The film industry is known for conspicuous display. Actor Tom Hardy has described its endless “white smiles and six packs. Long lines of beautiful people lining up to be incredible on film.” But when it comes to money and business, the industry is conspicuously modest – all buttoned-up and locked away. It is as though a switch were flipped, from Tell All to Say Nothing.
Now some filmmakers have begun to weigh the costs of too much secrecy. There is an emerging push for greater transparency in the industry. Below we report on this push and its implications for Australian filmmakers.
Privacy, confidentiality, secrecy
There are many reasons for the industry’s secrecy. There are the normal expectations of people doing business, that others will respect their privacy. There are also contractual obligations, where parties undertake to keep their terms of trade confidential.

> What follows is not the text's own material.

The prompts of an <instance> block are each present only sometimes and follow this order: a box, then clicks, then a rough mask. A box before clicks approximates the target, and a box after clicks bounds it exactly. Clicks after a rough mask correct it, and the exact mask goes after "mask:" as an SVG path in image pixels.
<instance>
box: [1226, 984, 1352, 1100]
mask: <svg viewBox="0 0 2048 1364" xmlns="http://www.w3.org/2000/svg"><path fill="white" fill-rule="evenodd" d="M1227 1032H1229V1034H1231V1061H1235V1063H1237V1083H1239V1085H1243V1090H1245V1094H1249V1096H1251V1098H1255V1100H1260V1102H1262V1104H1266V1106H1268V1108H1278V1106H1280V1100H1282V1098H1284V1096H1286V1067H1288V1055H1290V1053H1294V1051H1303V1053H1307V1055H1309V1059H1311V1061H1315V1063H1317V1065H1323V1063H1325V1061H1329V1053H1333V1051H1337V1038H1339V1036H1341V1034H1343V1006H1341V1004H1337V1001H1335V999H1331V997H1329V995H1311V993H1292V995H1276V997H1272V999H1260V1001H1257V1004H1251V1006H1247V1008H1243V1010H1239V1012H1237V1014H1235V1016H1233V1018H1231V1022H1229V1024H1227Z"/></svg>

For Australian filmmakers there is a further constraint imposed by the Tax Act, which lays a veil of secrecy over transactions involving the Producer Offset — the centrepiece of most film-financing plans.
Beyond these constraints lies another, subtler inhibition.
The film industry is relatively small and densely networked. Its members share a sense of professional identity and tend to close ranks against outsiders, who may not understand the industry’s particular complexities. Indeed there is almost a culture of secrecy.
This was graphically illustrated in the United States when, in 2010, a respected financial services firm sought to offer a new futures contract based on movie box office earnings. The contract would have allowed investors to hedge their investments in movies, reducing their well-known riskiness. But the Hollywood studios rapidly mobilised to block the new contract, arguing that it would give rise to “unbridled gambling”.
No matter that such contracts are commonplace in business and a standard tool for risk management. Hollywood made the defensive choice to wall itself off from futures trading and the outside scrutiny it would have brought.
The problem with secrecy
For a Hollywood studio – a big, well-funded organisation with a long trading history – the market holds few surprises. The studios have done every kind of deal and seen every kind of outcome. They operate around the world and have a hundred years of data to draw upon. They have a massive information advantage.
For ordinary filmmakers the situation is very different. According to the Australian Bureau of Statistics, 85% of Australian video production and post-production businesses have only 0-4 employees; many are just one person.
Working thus alone or in small teams, filmmakers have few past films to guide them and limited capacity to gather the global market intelligence they need — who’s buying, what they’re buying, how much they’re paying and indeed whether they are paying; likewise who’s investing and on what terms; and what release strategies are working (or not working) in the ongoing “creative destruction” of the media landscape.
For these filmmakers there’s no hundred years of data to draw on, no network of market contacts. For them every new film is a foray into the unknown. They are information-poor and too often their information poverty leads to wasted time and effort, poor decision-making – and eventually, in too many cases, to business failure.
It is these adverse consequences that filmmakers are seeking to correct in the push for greater transparency.
The transparency project
Earlier this year the US-based Sundance Institute announced the Transparency Project, a non-profit project that will collect and share financial and other data “to help filmmakers be more creative and efficient in funding, marketing and releasing their work”.
Sundance was founded by actor Robert Redford in 1981 and has become an important platform for independent (non-studio) films. Its backing for the Transparency Project is significant; already nearly 100 films have submitted data and the project team has developed an Analytics Tool that allows filmmakers to compare their films to other similar films and ask questions such as:
Where are the revenue streams coming from? What costs does it take to get those revenues?
How valuable is a theatrical release, and what is the tipping point in terms of overspending on theatrical?
How does box office correlate to VOD (video-on-demand) or other online digital distribution?
While the project is at an early stage, it clearly has the potential to aggregate data on an industrial scale. It will thus empower independent filmmakers, lifting them from information poverty and giving them tools to compete more effectively with the major studios.
Sundance has secured the backing of key players including sub-genre Cinereach, the Independent Feature Project, Tribeca, Vimeo and the Writers Guild of America – and now is seeking overseas partners.
Australian filmmakers, like their overseas counterparts, face splintered markets, runaway piracy and “disrupted” business models. The Australian industry is getting weaker over time and small independent producers are the most vulnerable. There are no easy answers.
Finding means of survival will require strategies of self-reliance and collaboration. Information sharing along the lines being tested by the Transparency Project might be a good place to start.
The early steps might be:
A small group of like-minded filmmakers agree to collaborate
They devise an information-sharing protocol and decide what information to share
They reach out to others with useful information such as distributors and funding agencies
They team up with Sundance and other international partners to share resources and internationalise the project.
Filmmaking is an activity that teeters at the edge of viability; sharing information is an incremental reform that might tip it back into the black.